Blockchain, as more and more people are finding out, is a ledger system for keeping records. More specifically, blockchain is an open (i.e. public, not held inside one company, unless it’s a private blockchain) distributed (it exists on many computers) immutable (it can not be altered, in theoretical terms, although it can be reverse-engineered and compromised to degrees) and permanent (needs no explanation) ledger system to record transactions between two parties.
Built initially as the underpinning foundation for Bitcoin and other cryptocurrencies, blockchain has since been applied to other use transaction-focused use cases.
What is a blockchain Operating System?
So if blockchain is blockchain and your computer, tablet and smartphone has an Operating System (OS) such as Windows, Apple OS X or iOS, Linux or Android… then what is a blockchain Operating System?

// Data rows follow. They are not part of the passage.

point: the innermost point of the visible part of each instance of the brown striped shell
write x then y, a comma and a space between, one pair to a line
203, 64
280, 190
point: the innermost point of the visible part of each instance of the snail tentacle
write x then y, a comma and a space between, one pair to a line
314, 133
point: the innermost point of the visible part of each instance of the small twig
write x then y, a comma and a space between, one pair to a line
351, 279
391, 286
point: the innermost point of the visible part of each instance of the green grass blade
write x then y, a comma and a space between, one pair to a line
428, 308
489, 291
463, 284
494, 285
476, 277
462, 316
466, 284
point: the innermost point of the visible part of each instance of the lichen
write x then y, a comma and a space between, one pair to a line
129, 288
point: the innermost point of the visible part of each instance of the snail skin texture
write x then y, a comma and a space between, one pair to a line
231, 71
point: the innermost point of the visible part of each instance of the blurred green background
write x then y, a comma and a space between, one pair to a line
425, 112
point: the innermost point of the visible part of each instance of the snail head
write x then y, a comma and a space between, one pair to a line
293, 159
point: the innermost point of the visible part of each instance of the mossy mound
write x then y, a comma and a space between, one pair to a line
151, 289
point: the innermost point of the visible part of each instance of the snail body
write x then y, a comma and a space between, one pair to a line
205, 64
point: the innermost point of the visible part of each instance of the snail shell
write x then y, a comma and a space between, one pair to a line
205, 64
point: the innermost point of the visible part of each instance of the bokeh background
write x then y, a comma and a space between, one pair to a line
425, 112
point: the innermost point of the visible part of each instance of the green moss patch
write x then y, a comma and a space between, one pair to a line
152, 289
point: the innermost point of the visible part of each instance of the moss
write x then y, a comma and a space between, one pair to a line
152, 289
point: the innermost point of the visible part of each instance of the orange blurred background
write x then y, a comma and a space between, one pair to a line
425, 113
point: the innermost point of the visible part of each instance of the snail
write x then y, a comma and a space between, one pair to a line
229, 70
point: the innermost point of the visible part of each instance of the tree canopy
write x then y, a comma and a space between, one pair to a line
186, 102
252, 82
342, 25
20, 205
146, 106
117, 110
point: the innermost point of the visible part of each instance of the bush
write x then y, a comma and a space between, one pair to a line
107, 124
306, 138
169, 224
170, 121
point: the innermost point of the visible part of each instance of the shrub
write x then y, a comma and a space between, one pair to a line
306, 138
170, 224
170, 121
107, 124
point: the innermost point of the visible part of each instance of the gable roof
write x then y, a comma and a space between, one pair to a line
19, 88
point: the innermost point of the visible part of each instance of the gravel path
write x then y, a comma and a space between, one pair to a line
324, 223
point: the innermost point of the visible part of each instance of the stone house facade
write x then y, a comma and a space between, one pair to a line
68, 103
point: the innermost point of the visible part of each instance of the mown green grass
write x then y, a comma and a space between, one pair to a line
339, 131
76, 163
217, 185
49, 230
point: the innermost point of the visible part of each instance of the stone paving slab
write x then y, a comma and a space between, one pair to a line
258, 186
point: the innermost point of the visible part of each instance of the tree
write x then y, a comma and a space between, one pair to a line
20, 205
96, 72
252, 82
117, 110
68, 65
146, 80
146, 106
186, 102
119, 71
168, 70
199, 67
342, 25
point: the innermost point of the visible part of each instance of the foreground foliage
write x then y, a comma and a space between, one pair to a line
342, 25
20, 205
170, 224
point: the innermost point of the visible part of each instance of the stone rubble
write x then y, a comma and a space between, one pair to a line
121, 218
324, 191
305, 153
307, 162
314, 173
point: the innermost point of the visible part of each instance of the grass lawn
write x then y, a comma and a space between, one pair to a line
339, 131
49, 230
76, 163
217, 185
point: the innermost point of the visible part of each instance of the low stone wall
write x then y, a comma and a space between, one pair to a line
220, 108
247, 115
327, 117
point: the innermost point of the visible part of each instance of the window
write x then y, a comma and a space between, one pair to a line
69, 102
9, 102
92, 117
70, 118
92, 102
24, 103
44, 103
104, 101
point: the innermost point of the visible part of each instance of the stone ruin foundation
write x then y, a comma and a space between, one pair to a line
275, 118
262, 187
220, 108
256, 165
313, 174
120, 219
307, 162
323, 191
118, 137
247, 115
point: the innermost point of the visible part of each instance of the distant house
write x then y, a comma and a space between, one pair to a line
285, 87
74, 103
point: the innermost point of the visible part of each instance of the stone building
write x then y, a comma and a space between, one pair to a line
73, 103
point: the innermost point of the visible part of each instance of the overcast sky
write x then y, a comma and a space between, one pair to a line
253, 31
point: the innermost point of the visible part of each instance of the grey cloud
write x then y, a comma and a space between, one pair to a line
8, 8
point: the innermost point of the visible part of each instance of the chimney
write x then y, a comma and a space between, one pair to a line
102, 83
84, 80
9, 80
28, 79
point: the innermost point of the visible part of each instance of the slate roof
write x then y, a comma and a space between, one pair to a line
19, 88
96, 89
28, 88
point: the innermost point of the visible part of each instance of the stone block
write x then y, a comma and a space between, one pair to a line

Actually the question should be: what is mobile blockchain-enabled virtual Operating System? First emerging for smartphones (hence the mobile prefix), a blockchain-enabled virtual operating system is one that gives the mobile device the ability to combine communication and commerce in a single unified platform. The ‘virtual’ aspect meaning that the intelligent stuff happens back in the cloud datacenter, not on the device itself per se.
The emergence of this newly unified technology proposition means that, in the theory at least, users can start engaging with blockchain-based services on smartphones with security and privacy already locked down.